Let us explain. Here are two questions:
- A man has 100 meters of fencing and wants to create an enclosure in his yard. What’s the biggest area he can enclose?
- A sequence runs: 49, 96, 141, 184, 225, … . What is the sequence’s maximum value?
Now, perhaps these look very different to you – one is very real-world based, and seems to be quite geometrical; the other appears rather abstract and numerical. But in fact, these are the same question, with the same answer (leave it in the comments if you like!).
That’s a fairly simple example, but being able to translate problems from one mathematical framework to another is an invaluable skill for any student – but especially if you’re hoping to beat other mathematical competitors from around the world.
“I remember so many students for whom it was an individual effort. No one in their country was training them for this kind of competition,” said Alshammari, who competed in the IMO as a student herself. “We hope this gives them a centralized place with high-quality problems and solutions to learn from.”

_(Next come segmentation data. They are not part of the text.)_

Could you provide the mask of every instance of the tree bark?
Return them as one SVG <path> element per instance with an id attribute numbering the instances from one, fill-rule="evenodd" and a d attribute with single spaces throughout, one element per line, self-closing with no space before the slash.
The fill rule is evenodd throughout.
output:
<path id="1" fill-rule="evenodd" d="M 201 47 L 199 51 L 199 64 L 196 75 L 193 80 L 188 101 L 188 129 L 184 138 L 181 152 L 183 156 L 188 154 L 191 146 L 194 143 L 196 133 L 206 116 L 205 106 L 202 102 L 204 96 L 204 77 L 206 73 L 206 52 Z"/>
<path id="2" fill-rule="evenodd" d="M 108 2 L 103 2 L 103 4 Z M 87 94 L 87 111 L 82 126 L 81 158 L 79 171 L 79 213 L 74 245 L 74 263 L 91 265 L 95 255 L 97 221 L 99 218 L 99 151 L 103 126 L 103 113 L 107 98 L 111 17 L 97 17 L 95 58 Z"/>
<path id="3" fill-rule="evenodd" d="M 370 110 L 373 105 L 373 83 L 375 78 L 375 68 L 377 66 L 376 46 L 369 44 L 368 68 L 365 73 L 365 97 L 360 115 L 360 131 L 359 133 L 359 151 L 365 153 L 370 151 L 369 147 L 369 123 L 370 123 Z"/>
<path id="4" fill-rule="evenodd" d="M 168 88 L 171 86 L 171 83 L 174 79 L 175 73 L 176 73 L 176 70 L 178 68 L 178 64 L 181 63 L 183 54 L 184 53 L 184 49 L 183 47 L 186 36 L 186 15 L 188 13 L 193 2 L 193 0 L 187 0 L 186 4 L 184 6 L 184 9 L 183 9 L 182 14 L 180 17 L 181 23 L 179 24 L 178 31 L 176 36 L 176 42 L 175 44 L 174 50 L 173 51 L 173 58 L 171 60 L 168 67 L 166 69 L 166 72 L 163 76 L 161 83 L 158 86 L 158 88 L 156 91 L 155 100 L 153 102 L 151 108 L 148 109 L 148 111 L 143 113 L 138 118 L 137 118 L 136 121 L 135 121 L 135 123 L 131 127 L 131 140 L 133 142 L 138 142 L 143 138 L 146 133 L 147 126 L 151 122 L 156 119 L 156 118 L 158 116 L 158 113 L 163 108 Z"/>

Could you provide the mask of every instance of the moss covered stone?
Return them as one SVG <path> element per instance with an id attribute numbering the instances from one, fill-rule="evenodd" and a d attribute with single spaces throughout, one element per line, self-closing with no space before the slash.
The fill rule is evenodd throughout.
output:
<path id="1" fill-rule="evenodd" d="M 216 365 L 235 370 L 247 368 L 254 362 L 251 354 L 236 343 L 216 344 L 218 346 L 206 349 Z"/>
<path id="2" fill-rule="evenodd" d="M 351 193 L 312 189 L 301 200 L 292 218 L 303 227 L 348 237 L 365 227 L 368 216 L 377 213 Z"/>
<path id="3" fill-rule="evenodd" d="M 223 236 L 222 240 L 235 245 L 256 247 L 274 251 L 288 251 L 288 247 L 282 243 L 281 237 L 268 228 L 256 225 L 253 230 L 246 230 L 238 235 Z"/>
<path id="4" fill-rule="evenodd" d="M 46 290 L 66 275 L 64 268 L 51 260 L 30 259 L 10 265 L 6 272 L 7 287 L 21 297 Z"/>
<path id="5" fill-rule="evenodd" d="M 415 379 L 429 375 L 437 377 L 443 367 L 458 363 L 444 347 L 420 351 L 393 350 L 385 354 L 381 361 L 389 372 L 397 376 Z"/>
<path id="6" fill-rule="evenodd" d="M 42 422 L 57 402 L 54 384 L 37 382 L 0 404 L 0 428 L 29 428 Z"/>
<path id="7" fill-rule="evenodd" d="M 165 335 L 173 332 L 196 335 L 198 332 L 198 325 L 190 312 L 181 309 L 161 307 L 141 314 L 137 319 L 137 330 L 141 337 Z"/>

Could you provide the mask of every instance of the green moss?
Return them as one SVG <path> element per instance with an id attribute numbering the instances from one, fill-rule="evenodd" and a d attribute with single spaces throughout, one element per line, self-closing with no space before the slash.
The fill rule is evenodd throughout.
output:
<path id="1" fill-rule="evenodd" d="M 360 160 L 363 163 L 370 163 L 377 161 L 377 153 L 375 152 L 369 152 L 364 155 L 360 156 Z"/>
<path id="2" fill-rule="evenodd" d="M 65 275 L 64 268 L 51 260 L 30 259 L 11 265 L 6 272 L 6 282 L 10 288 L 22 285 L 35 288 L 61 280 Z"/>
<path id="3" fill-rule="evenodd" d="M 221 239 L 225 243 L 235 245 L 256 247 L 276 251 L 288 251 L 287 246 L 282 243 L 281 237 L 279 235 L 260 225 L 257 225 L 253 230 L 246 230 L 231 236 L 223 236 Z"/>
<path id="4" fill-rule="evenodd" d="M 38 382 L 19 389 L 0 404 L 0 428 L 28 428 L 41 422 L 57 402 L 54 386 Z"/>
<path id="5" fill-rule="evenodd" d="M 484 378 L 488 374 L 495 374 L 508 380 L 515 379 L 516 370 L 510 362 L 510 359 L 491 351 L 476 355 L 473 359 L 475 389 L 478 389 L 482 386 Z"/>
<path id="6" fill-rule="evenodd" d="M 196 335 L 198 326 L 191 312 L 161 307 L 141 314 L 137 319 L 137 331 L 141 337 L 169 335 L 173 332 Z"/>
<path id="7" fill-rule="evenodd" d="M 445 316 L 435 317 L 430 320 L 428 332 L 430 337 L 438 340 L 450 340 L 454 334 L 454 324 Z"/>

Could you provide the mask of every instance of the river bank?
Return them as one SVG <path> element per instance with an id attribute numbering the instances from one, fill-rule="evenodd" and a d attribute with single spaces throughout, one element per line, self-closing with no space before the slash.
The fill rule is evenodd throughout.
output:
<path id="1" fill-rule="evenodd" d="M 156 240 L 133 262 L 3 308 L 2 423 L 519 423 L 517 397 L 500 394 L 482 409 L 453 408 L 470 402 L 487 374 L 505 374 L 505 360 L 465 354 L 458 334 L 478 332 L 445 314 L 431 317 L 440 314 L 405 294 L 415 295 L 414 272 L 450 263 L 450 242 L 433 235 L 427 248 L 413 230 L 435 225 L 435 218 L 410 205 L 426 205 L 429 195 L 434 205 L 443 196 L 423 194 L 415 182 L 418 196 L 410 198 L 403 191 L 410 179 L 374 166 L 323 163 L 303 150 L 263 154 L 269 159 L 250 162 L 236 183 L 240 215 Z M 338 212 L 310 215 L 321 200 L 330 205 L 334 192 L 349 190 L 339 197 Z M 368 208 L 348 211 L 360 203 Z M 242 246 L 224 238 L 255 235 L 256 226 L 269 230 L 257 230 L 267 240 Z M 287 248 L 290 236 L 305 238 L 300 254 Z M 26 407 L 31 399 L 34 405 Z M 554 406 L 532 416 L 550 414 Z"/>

“Other archives of Olympiad problems do exist,” added Tanish Patil, deputy leader of Switzerland's IMO, who did not work on the paper – noting the community forums of Art of Problem Solving as one well-known example – but “these resources lack a standardized formatting system, verified solutions, and important problem metadata that topics and theory require.”
For students and machines
As impressive as AI models can appear today, rigorous benchmarks show that we still have them beat when it comes to math. That’s something MathNet makes clear, in fact: when testing programs against some of the problems in their database, the team found that even the best-performing ones out there failed almost one in three.
And that’s a best-case scenario – if you pit an AI program against a problem that relies on figures, its performance gets much worse. As Stanislas Dehaene, a cognitive neuroscientist at the Collège de France who researches foundational geometric knowledge, told the New York Times two years ago, such systems “[do] not ‘see’ anything about the problems” and have “absolutely no spatial perception of the circles, lines and triangles that [they learn] to manipulate.”
MathNet, then, doesn’t just promise to be the biggest and most comprehensive resource out there for prospective international mathletes – it’s also an invaluable reality check for over-hyped AI models. And, at the same time, it may just be their solution, too. “It will […] be interesting to see how this dataset is used to improve the performance of reasoning models,” mused Patil, “and if we will soon be able to reliably answer an important issue when creating novel Olympiad questions: determining if a problem is truly original.”
Either way, “the MathNet database has the potential to be an excellent resource for both students and leaders seeking new problems to work on or looking for the solution to a difficult question,” he said. So, for now, why not head on over and take a crack?